How to overcome 8192 character limit in text indexing for ElasticSearch

25 views

Skip to first unread message

Jon Ku

unread,

Feb 14, 2024, 4:40:48 PMFeb 14

to dotCMS User Group

According to the documentation page at https://www.dotcms.com/docs/latest/how-content-is-mapped-to-elasticsearch

"Only the first 8192 characters of Raw fields are indexed, and thus sorting is only performed based on the first 8192 characters for these fields."

It appears that all text, textarea and wysiwyg fields are Raw, in which case our large blog articles will not be fully indexed, which is a business requirement and was fine when we used Solr (similar to Elastic).

I can see that one advantage of this rule is to make indexing a faster process, and it also keeps the index to a smaller size. We currently have some 70,000 documents and are able to generate an incremental index hourly, on relatively standard hardware (single server for CMS and index generation, with search instance in the cloud).

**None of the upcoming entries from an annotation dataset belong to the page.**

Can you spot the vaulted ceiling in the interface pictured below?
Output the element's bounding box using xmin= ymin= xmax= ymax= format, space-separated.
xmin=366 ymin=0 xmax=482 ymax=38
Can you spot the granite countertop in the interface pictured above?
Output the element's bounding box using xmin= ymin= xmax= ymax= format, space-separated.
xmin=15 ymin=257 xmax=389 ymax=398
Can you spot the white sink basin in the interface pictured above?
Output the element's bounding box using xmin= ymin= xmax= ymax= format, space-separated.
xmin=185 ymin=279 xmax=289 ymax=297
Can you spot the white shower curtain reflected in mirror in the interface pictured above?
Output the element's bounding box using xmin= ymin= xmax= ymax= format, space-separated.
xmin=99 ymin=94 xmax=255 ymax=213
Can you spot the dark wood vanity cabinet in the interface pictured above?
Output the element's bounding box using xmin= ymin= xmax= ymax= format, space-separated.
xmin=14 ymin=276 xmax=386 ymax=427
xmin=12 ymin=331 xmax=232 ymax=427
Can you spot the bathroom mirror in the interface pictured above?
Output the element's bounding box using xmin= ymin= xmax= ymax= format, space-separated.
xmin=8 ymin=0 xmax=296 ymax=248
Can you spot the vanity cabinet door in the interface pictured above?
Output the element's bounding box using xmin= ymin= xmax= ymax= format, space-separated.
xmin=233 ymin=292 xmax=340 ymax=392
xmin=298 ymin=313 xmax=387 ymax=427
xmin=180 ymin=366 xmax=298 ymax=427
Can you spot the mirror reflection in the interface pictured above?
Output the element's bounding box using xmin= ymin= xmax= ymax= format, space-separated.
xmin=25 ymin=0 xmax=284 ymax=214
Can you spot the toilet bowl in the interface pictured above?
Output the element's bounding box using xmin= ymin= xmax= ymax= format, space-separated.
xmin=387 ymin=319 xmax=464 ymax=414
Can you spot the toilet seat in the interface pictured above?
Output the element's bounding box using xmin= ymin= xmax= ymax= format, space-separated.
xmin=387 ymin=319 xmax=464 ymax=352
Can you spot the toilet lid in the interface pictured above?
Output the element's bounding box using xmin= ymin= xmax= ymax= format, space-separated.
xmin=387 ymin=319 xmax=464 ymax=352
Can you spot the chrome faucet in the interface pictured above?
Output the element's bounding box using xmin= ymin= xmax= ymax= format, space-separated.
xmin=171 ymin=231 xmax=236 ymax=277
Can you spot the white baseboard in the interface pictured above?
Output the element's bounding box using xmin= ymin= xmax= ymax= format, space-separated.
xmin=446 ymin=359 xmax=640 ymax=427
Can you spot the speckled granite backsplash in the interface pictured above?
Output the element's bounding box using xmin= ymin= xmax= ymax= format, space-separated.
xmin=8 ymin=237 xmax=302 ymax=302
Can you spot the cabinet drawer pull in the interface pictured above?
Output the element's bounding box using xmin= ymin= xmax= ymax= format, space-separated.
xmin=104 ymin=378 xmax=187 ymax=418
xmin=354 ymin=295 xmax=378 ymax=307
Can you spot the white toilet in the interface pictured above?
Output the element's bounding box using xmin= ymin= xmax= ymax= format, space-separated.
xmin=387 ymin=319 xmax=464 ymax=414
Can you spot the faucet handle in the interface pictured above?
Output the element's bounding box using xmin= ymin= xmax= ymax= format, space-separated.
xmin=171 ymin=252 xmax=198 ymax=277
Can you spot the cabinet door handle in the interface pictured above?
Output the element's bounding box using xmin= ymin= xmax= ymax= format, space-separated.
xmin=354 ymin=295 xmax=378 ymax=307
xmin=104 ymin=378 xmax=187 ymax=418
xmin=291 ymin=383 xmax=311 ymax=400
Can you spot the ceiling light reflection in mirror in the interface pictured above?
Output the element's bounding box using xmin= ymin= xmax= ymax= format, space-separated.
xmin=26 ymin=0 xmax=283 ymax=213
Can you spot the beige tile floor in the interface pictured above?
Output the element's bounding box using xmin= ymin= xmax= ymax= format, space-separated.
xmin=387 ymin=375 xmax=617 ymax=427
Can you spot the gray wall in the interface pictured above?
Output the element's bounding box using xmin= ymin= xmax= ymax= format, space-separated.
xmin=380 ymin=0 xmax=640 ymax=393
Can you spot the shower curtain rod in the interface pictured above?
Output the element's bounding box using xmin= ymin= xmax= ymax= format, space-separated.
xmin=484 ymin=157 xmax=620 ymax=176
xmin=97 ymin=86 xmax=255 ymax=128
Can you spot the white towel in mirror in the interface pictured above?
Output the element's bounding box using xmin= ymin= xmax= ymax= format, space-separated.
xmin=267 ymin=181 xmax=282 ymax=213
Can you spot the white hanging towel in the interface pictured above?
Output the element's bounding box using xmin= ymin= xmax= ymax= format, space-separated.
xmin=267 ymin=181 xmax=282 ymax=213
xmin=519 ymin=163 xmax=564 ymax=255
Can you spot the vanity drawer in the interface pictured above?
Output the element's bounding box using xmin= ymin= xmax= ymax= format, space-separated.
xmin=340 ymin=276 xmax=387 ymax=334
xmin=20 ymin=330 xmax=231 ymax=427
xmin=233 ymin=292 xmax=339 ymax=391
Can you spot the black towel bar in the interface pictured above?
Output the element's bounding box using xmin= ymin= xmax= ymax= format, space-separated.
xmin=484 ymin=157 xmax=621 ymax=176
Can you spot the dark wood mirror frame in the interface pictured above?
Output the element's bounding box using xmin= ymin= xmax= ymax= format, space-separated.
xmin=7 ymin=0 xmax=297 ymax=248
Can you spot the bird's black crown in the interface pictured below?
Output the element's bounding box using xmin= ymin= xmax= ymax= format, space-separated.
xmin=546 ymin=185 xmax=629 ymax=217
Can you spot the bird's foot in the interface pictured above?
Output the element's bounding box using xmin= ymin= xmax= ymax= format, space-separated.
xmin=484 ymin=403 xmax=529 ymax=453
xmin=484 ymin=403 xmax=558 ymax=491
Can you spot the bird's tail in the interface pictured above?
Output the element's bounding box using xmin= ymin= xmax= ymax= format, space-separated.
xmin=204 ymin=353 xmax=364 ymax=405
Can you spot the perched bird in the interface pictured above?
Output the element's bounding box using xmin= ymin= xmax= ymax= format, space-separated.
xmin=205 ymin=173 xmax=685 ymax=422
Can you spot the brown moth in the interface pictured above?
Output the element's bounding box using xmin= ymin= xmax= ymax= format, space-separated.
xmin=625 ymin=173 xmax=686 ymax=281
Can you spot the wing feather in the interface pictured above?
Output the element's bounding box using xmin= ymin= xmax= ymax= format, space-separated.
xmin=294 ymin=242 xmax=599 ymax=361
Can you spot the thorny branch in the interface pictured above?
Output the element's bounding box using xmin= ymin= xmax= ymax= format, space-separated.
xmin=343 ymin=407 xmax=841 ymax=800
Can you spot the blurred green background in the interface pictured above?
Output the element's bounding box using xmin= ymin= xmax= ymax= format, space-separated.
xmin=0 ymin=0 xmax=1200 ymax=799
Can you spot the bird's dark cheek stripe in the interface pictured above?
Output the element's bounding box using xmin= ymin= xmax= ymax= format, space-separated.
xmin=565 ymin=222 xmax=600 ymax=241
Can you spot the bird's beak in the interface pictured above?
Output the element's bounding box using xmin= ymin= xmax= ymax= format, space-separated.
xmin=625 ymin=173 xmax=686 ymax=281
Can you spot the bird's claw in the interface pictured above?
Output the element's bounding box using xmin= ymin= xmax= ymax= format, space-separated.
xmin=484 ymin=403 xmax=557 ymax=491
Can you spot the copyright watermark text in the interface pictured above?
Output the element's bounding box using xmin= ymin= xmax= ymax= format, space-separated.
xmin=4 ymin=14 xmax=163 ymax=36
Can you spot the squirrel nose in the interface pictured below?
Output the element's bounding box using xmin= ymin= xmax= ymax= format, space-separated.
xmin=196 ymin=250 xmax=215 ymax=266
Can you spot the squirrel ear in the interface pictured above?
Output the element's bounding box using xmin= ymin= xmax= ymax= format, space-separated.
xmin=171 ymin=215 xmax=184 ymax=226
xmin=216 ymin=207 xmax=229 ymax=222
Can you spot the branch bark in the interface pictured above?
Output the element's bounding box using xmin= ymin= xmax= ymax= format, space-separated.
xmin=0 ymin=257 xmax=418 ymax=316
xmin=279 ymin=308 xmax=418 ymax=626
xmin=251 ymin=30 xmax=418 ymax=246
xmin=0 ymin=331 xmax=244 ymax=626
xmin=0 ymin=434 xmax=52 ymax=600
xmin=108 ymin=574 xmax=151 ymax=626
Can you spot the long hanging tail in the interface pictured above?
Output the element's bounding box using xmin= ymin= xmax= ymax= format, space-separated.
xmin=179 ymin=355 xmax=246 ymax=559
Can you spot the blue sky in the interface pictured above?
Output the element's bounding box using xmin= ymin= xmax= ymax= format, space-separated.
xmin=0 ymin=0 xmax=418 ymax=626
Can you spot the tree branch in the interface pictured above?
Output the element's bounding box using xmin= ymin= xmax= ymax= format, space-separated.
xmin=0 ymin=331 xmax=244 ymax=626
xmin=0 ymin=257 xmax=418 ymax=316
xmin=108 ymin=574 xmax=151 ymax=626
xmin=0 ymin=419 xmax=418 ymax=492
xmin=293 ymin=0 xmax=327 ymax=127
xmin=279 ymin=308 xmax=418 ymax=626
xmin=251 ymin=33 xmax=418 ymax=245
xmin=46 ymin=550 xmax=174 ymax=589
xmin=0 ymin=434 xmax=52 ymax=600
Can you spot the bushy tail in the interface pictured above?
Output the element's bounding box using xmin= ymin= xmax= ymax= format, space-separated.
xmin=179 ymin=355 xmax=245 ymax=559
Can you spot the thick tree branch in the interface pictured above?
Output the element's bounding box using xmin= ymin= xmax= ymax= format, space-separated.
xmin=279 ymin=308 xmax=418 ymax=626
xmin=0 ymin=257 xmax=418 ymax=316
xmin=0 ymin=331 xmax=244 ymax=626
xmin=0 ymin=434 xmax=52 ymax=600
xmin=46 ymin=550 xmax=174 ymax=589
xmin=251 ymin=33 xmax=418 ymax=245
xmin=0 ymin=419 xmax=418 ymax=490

Does anyone know where this value is controlled, or will we need to set up a custom instance of Elastic and/or a manual indexing process?

Any hints are welcome, thanks.

- Jon

Jon Ku

unread,

Feb 23, 2024, 7:47:37 AMFeb 23

to dotCMS User Group

SOLVED

I am told that the 8192 limit is only for the Raw data used for sorting, but the entire document is indexed for search.